If you support a Web farm, you likely have a large number of servers that are providing the same service. By removing a Web server from a load-balancing group you can bring the server offline without affecting the end users. This assumes that you have an N+1 environment where you can take away a server without affecting the capacity of the load-balanced group. This will allow you to update patches and perform other intrusive system maintenance tasks without service interruption. You would then return the system to the farm and add it back to the load-balanced group. You would then repeat the task for the remaining systems in the group one at a time.

A similar situation can exist in an IT environment for file servers. If the files must be accessible at all times, you would normally not be able to take a file server down for maintenance. By using a technology like Distributed File System, you can abstract the file structure such that the end users are connecting to a virtual server that is comprised of links to real servers and real file shares.
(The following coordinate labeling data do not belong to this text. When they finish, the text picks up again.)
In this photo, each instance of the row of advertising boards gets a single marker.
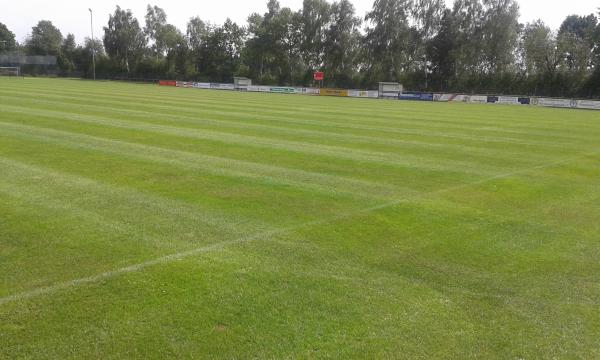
(407, 95)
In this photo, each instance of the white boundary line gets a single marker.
(261, 236)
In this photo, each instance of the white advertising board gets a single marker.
(588, 104)
(562, 103)
(508, 100)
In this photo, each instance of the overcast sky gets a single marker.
(72, 16)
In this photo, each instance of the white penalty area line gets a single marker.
(261, 236)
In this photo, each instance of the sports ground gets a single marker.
(150, 222)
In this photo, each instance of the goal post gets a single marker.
(11, 71)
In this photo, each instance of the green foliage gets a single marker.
(124, 40)
(7, 40)
(45, 39)
(470, 46)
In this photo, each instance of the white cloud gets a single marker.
(72, 16)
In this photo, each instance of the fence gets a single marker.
(404, 96)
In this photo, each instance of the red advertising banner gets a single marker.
(167, 83)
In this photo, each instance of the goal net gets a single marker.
(10, 71)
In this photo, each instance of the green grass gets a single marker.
(146, 222)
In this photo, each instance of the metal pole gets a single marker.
(93, 43)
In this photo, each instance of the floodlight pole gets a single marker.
(93, 43)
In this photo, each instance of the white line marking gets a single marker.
(261, 236)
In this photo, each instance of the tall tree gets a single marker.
(7, 39)
(220, 53)
(388, 39)
(500, 35)
(45, 39)
(342, 43)
(314, 18)
(124, 40)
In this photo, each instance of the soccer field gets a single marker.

By doing this, you could migrate data and shares from one server to another and free up the original server of its file sharing responsibilities. This would allow you to perform the intrusive system maintenance tasks that would require reboots or extended downtime. When those tasks are completed the data could be migrated back to the system and the links redirected back to the original shares on that server. This would allow you to maintain the file servers without interruption to the end users. By using replicas of the shared data on multiple systems you wouldn't even have to perform the migration of data. Users connecting to a DFS share that was no longer available on the primary server would simply connect to a replica on a secondary server.

Database maintenance is where the whole process becomes a lot trickier. Technologies exist to mount the mirror of a database to run maintenance while the other instance of the database stores the logs so that they can be later committed to the offline database to make it current. This process is beyond the scope of this chapter and is covered in Chapter 22 "Creating a Fault-Tolerant Environment." Suffice it to say that the process is much easier and cheaper if you can enforce a maintenance window for any and all databases.